The fire chief and inspectors had data from checking properties’ adherence to safety codes. They also had data on fires and where incidents were occurring “but they didn’t quite know whether they were targeting the properties that needed those inspections most.” he said.
To build the model, Madaio started with about eight years of historical data on fire incidents and property assessments at 15,000 commercial buildings that he obtained from PBF and other city agencies through a memo of understanding between the bureau and the university’s Metro21 Smart Cities Institute, which serves as a sort of laboratory for smart city projects. He also worked with Pittsburgh’s Department of Innovation and Performance, which coordinates data sharing across agencies.
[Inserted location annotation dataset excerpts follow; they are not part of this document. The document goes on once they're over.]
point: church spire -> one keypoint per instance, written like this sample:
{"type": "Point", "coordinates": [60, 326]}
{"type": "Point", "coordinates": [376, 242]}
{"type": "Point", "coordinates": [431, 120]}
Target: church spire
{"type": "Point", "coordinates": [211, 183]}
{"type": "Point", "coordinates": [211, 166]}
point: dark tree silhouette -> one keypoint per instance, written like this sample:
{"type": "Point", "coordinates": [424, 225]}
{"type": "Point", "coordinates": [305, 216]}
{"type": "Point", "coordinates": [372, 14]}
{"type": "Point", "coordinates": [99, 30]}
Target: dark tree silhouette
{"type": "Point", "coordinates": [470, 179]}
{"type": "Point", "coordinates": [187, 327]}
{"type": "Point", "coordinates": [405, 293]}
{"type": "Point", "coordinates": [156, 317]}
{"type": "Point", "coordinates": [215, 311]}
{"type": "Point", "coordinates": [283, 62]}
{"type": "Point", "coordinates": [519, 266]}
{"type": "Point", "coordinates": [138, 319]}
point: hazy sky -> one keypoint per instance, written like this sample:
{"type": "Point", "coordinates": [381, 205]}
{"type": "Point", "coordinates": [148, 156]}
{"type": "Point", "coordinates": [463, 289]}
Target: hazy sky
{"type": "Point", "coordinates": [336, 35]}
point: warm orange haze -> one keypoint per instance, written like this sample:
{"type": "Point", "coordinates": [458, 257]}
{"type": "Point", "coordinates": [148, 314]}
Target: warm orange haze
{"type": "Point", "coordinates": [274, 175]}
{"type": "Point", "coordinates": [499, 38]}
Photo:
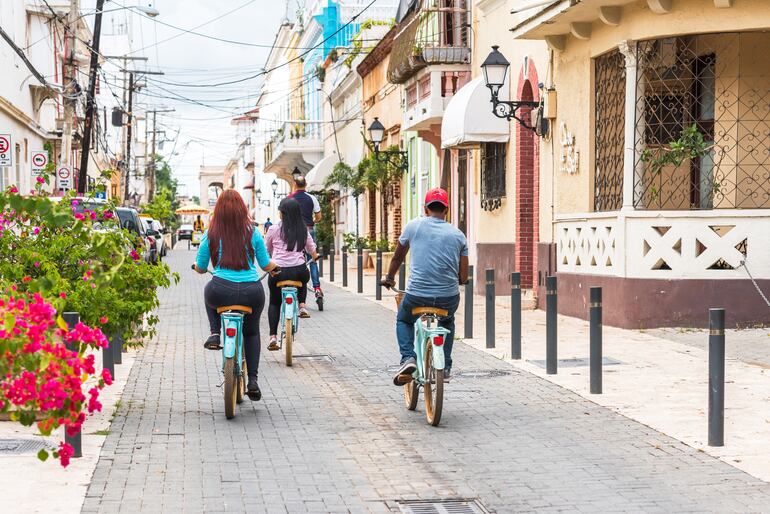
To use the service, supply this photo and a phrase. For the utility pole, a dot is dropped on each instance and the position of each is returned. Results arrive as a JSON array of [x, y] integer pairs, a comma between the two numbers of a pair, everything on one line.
[[129, 134], [90, 100], [69, 74]]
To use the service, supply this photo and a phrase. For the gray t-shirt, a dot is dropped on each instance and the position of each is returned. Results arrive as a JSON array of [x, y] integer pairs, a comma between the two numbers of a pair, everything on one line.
[[435, 247]]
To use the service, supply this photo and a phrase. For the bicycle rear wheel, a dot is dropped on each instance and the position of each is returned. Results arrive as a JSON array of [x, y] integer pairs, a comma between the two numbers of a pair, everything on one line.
[[434, 387], [230, 388], [411, 394], [241, 385], [288, 340]]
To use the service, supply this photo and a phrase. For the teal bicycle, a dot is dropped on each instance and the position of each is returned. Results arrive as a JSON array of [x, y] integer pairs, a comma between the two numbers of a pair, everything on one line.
[[234, 366], [429, 346]]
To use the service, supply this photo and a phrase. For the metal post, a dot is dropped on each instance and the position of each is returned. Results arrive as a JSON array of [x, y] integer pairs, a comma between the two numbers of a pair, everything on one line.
[[516, 315], [108, 359], [378, 275], [360, 270], [550, 325], [117, 348], [468, 322], [490, 307], [344, 266], [716, 377], [72, 319], [595, 316]]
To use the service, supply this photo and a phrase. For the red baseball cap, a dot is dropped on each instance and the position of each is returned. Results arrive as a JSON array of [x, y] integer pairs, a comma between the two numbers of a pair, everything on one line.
[[437, 195]]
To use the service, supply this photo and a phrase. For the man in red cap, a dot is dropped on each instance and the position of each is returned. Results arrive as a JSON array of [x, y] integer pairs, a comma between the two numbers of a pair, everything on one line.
[[438, 266]]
Next, he and the team determined which dataset would be the most informative for predictions and worked to get the data in a consistent format. For instance, some city agencies used street addresses to identify properties, while others used parcels, so he combined and adjusted the data to work with addresses because that’s what PBF used for incident reporting.
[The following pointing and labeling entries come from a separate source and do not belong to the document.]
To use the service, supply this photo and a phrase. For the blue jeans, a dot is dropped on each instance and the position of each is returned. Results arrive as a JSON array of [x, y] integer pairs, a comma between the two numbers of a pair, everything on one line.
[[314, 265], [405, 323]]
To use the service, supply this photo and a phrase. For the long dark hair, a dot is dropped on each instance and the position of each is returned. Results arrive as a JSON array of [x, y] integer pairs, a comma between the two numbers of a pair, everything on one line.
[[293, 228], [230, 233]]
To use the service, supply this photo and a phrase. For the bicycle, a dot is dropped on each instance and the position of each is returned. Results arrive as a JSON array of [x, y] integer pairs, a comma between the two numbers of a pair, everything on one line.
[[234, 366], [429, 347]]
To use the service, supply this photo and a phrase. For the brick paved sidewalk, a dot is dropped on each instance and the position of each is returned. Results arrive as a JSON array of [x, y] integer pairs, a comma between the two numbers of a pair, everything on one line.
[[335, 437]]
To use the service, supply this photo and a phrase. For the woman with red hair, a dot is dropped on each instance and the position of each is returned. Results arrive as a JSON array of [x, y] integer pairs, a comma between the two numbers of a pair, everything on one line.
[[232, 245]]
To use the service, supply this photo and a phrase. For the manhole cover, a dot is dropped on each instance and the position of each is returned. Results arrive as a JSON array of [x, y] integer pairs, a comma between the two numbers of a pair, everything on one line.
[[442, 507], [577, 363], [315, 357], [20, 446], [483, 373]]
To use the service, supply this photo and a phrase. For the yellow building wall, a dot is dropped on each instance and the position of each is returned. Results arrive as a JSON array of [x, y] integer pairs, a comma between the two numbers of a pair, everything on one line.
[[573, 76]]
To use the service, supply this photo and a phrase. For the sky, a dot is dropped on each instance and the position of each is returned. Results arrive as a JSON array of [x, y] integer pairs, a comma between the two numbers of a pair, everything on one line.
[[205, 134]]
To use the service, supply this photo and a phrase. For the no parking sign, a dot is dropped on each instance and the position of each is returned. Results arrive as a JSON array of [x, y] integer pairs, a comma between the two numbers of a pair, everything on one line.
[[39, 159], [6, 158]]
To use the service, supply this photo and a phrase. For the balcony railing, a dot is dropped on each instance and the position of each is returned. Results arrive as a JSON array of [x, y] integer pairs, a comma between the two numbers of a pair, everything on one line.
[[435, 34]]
Once the data was in a usable format, he turned to machine learning -- specifically, supervised learning. He fed six-to-seven years’ worth of data into the model as training data, from which it learned which attributes are associated with the event to be predicted. He used data from the eighth year to test how well the system could identify how likely a particular address was to have a fire incident within a particular time window, say, within the next six to 12 months.
“What we can get from the analysis is which features are most predictive overall,” Madaio said. “What the model can’t do is say for a particular property which attributes or which features are the most predictive.”
The model generates a likelihood of an event occurring on a scale of 1 to 10, and the results are integrated into the city’s existing open data platform called Burgh’s Eye View.
“It’s an interactive map dashboard. Various city agencies already use that for things like monitoring 311 calls or other alerts and city data. That was something that the fire department was already using, so we integrated these property risk scores into that existing interactive map,” he said.
Chiefs and inspectors can filter results on the map by property usage such as high-rise apartments or hospitals. When they zoom out, the map clusters high-risk properties together with a number, so users can see at a glance that a particular neighborhood has, for example, 35 high-risk properties. That way, if an inspectors are at one building, they can check the map to see if a high-risk property is nearby and swing by it, too.
Similarly, the dashboard also lets users filter by property type, neighborhood and fire district.
The fire risk prediction model is currently deployed to PBF’s server, where it reruns every week, generating new risk scores based on the most up-to-date fire and property data.
“We did not want to replace the inspectors’ decision-making,” Madaio said. “This should be just another tool in their toolkit.”
“It’s that combination of open data sources plus internal documents,” said Karen Lightman, executive director of Metro21. “Oftentimes, things can be stuck on someone’s laptop in an Excel spreadsheet or a PDF or something,” she said. “It’s a great example of how simply it can be done.... [Madaio] took the time to explore this issue and find ways of optimizing and improving the efficiency.”
Madaio started the fire risk analysis work with the Atlanta Fire Rescue Department before becoming a Ph.D. candidate at CMU. He helped create the Firebird framework, a similar model that computes fire risk scores for about 5,000 buildings with true positive rates of up to 71%, according to a report.